Ademais, a proteção e promoção dos bens históricos, artísticos e culturais, aqui tomados os materiais e imateriais, significa o reconhecimento ao direito à cidadania, representada em seu elemento socioeconômico. As oportunidades de trabalho geradas pela proteção e promoção de tais bens em muito podem contribuir para a redução da pobreza e da marginalidade das populações direta ou indiretamente ligadas àqueles.

Nesse contexto, a atuação do Poder Público e a participação da iniciativa privada tornam-se imprescindíveis. Daí, a previsão da solidariedade no artigo 225, caput, da Constituição de 1988, e da realização de audiências públicas, imposta tanto pelo texto da Carta Maior quanto pela lei 10.257/2001.

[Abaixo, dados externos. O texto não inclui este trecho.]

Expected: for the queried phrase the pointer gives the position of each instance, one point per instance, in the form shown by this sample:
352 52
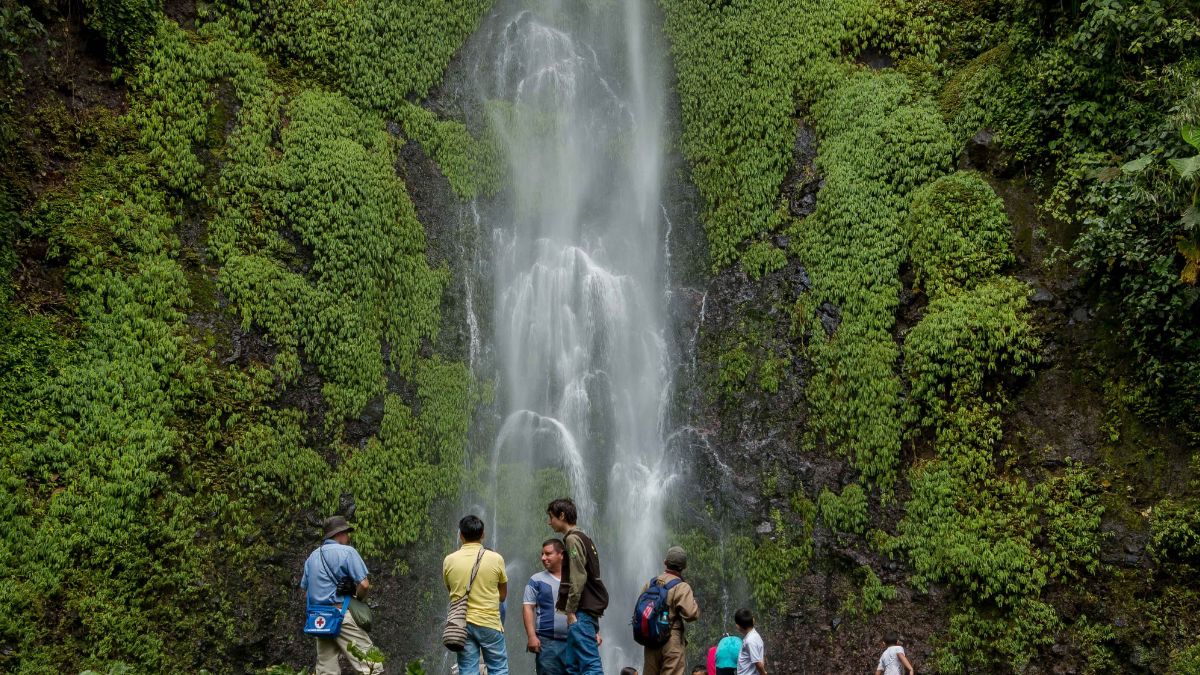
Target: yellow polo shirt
484 604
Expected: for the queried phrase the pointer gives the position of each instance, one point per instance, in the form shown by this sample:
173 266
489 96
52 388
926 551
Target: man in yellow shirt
490 587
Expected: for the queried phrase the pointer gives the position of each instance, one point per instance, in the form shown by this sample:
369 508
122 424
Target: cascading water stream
574 91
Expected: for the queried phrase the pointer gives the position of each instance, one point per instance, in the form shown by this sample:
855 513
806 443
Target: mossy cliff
220 323
949 341
939 348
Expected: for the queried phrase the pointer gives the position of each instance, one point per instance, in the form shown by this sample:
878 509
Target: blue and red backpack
652 616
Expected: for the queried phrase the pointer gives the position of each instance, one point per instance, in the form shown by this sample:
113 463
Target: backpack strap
474 571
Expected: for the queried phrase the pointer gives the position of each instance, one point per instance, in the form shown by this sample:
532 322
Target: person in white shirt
893 657
750 658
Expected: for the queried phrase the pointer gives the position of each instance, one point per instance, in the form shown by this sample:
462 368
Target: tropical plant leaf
1187 167
1192 135
1137 166
1191 217
1191 251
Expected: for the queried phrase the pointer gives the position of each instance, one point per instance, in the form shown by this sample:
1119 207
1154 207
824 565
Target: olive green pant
329 647
670 659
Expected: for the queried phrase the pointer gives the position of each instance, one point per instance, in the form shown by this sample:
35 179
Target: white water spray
574 90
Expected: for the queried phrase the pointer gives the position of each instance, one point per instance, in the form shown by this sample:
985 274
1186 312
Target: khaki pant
670 659
328 649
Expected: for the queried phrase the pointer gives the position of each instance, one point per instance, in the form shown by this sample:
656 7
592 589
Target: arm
532 641
579 575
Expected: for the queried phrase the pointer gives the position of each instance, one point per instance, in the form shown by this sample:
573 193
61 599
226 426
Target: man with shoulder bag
335 584
478 585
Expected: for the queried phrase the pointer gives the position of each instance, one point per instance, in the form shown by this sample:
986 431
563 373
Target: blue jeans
582 651
552 657
489 643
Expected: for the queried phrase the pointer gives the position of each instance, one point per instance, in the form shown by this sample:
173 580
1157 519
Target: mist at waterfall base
574 91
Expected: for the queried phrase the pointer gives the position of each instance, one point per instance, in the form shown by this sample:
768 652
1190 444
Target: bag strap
474 571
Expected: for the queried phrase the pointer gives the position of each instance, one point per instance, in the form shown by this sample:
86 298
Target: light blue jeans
582 651
489 643
552 657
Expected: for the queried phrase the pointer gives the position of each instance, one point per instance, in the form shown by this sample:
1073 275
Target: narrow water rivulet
577 257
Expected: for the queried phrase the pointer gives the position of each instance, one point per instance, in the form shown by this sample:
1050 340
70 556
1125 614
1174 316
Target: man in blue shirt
546 628
334 561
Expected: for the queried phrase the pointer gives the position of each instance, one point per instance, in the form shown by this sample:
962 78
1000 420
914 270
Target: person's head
471 529
676 560
563 514
744 619
337 529
552 555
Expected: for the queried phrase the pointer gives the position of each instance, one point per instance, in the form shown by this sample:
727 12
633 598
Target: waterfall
574 91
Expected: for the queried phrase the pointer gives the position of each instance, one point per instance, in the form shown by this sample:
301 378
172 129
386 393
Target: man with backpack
333 574
666 602
582 596
479 574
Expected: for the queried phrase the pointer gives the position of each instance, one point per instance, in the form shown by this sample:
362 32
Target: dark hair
563 508
471 527
743 619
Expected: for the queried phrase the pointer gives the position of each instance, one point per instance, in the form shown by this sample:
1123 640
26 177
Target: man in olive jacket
671 657
582 596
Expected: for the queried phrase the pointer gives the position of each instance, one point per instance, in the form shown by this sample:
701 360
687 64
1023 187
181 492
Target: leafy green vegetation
845 512
155 463
125 24
958 233
853 245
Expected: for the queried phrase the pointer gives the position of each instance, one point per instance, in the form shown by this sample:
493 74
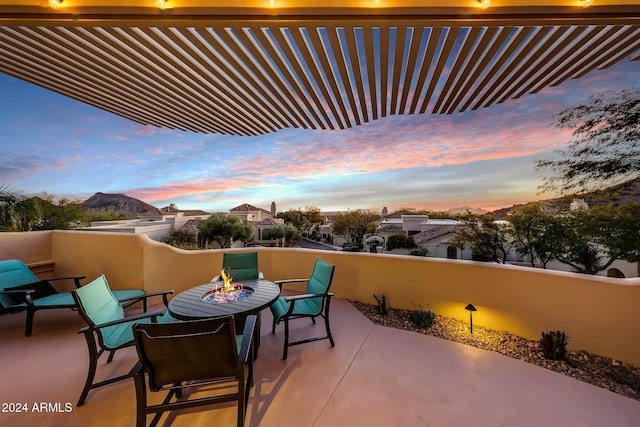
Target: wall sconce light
470 308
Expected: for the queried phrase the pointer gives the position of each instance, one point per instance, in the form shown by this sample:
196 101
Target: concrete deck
375 376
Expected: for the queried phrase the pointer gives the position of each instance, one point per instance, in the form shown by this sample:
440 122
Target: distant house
156 226
263 225
259 219
250 213
435 239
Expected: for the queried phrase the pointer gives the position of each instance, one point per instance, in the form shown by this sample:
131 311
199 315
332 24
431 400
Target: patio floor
375 376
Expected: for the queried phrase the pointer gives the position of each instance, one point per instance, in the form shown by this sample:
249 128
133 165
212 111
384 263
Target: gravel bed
604 372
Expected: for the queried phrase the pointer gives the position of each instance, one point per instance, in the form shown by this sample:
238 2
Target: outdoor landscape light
470 308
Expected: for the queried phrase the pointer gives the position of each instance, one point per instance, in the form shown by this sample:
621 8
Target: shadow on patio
375 376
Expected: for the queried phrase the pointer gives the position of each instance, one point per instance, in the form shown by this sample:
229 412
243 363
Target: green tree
488 239
591 240
303 220
400 241
353 225
63 215
534 232
223 229
606 145
17 213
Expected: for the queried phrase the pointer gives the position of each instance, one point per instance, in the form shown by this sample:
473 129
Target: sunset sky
481 159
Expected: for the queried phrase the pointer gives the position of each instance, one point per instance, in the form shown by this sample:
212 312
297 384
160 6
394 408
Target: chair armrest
281 282
76 280
306 296
293 298
27 295
145 296
123 320
137 369
247 338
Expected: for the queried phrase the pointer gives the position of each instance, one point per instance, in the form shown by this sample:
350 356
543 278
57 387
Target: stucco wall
598 314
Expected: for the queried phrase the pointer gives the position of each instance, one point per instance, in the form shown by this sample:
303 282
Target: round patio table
189 305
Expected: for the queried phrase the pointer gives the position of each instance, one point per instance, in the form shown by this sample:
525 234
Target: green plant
554 345
423 318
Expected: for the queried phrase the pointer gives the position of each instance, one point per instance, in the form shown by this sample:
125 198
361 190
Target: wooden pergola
254 67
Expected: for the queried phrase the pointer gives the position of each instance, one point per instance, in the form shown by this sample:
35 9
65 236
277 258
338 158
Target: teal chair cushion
307 307
318 283
118 335
243 266
14 273
100 306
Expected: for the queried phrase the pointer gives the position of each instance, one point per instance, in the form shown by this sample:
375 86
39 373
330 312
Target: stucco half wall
598 314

Da mesma forma, mecanismos processuais à disposição do Ministério Público e de organizações privadas (associações, ONGs, etc.) também representam a garantia de proteção do patrimônio histórico, artístico e cultural, bem como instrumentos eficazes em face dos abusos cometidos pela Administração Pública e/ou particular.

Ao contrário do que se possa entender, a proteção do patrimônio histórico, artístico e cultural não representa um entrave ao progresso, mas apenas serve para estabelecer um novo paradigma de desenvolvimento, como fulcro em sua própria sustentablidade.